Director of the writers festival, Tal Kremer, said on Monday that “in light of what happened with Nir Baram [at the 2010 festival], we asked this year’s authors to give us the text of their speeches.” The young Israeli novelist’s opening speech, in which he said amongst other things that “Under cover of the victim’s cloak that history has admittedly sewn for us Jews, we are witness to the systematic violation of the rights of non-Jews in the State of Israel and the occupied territories” was characterised by Tal Kremer as “a production error on our part…”. Haaretz sums it up well:
When the director of the International Writers Festival in Jerusalem wants to convince international authors to attend the festival despite pressure to boycott it, she often trots out the fact that an opening speaker in 2010 criticized Israel in his comments. But now the festival is instituting a new requirement: Opening speakers must show their speeches to management in advance – in an effort to avoid another speech like that one.

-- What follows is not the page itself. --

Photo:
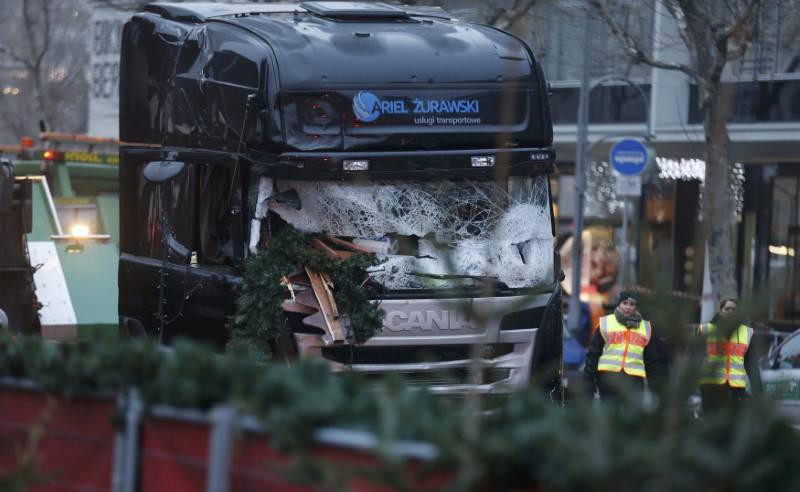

Funded by the state of Israel, the Mishkenot Sha’ananim International Writers Festival is a highly political event: in 2010 its keynote speakers were Israeli Minister of Culture, Limor Livnat, and President Shimon Peres, who could be seen cosying up to American author, Paul Auster. The festival has the stated aim of ‘improving the image of Jerusalem around the world’.
As Nir Baram said in a video interview with ‘The Arty Semite‘, after 2010’s festival,
I think that in this kind of festival when you look 1 km ahead and you see the wall, we can’t just talk about literature. It is almost unliterary to talk about literature when these things are happening in Israel. And I just felt that in the opening ceremony I should say that this is the wall. This is the situation. In Israel today, there is only walls and hatred. We should do something about it, and it’s our responsibility. I didn’t speak about the Israeli government… I believe the citizens of Israel should do something right now.
Nir Baram’s frank expression of solidarity with Palestinians would be considered tame in a state that genuinely tolerated freedom of speech, rather than instrumentalized an empty rhetoric of cultural ‘openness’ and ‘co-existence’ in order to deflect criticism for its apartheid policies. Yet, festival invitees, such as the Indian author of Slumdog Millionaire Vikas Swarup and Tracy Chevalier, the celebrated British author of The Girl with the Pearl Earring (who is currently writing a novel about slavery), have so far ignored urgent private and public appeals to resist Israel’s transparent whitewash of its violations of international laws.